Touchpoint 4: Day 2 to Week 1 — the home recovery window
This is where the patient experiences most of the post-op course. Drops on schedule, eye gradually clearing. If anything feels wrong — new redness, new pain, vision change, flashes, floaters — the patient opens the triage agent. The agent asks the 5-symptom interview (wanten-2025 §methods), classifies each response, and either tells the patient "this sounds like part of normal recovery, but call us if it worsens" (no_escalate) or "we want a clinician to see you today" (escalate). When the agent escalates, the clinic calls the patient — typically within the same day — with the conversation transcript pre-read.
Touchpoint 5: Week 1 check
The patient returns for the week-1 in-person visit. The clinician examines the eye, adjusts the drop taper, and shares any feedback on the triage interactions from the prior week. The patient feels heard — the clinician has read the conversation, not just glanced at a chart note.

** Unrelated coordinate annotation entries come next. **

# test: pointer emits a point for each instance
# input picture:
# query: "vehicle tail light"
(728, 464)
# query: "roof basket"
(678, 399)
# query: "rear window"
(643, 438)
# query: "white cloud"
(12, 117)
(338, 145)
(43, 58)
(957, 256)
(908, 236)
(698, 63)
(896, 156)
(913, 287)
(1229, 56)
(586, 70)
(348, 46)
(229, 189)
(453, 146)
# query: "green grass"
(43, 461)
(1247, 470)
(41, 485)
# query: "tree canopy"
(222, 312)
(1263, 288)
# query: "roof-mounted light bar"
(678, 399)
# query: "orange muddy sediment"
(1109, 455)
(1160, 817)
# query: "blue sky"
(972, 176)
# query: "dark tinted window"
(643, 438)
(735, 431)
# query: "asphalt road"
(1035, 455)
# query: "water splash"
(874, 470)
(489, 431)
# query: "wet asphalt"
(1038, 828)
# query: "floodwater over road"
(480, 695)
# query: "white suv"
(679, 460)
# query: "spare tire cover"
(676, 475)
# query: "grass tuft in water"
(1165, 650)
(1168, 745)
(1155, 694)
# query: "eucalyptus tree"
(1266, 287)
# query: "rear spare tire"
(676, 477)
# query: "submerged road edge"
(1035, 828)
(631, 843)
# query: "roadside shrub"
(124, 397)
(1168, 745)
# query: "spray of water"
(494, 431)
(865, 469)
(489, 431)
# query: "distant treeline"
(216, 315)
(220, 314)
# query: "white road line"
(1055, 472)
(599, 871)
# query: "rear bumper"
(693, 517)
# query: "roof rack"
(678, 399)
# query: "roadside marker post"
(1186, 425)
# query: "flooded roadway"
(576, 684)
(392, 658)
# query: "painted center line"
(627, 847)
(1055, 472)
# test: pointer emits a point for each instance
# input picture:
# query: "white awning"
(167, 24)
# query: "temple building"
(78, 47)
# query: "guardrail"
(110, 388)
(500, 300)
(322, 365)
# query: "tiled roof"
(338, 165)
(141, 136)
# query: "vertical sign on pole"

Touchpoint 6: Week 4 check
End of the standard post-op cadence. The patient returns for the dilated exam — the one structural-imaging step that the at-home triage agent could not replace. The clinician confirms the eye has healed appropriately, finalizes the refraction, and discharges the patient back to routine eye care.
Data spine
The triage transcript is the spine that connects the two workflows. The provider sees the same patient-reported symptom record that the patient generated; the system's classifications are visible to both. When the system escalates, the clinician's first action — calling the patient — starts from the patient's own words rather than a blank intake form. When the system does not escalate, the transcript is still captured for clinician review at the next in-person visit, so nothing the patient said is invisible to the clinician.
This is why the symptom-text interview is the right granularity for the device touchpoint: it's the artifact that makes both the agent's reasoning and the clinician's pre-read share the same source of truth.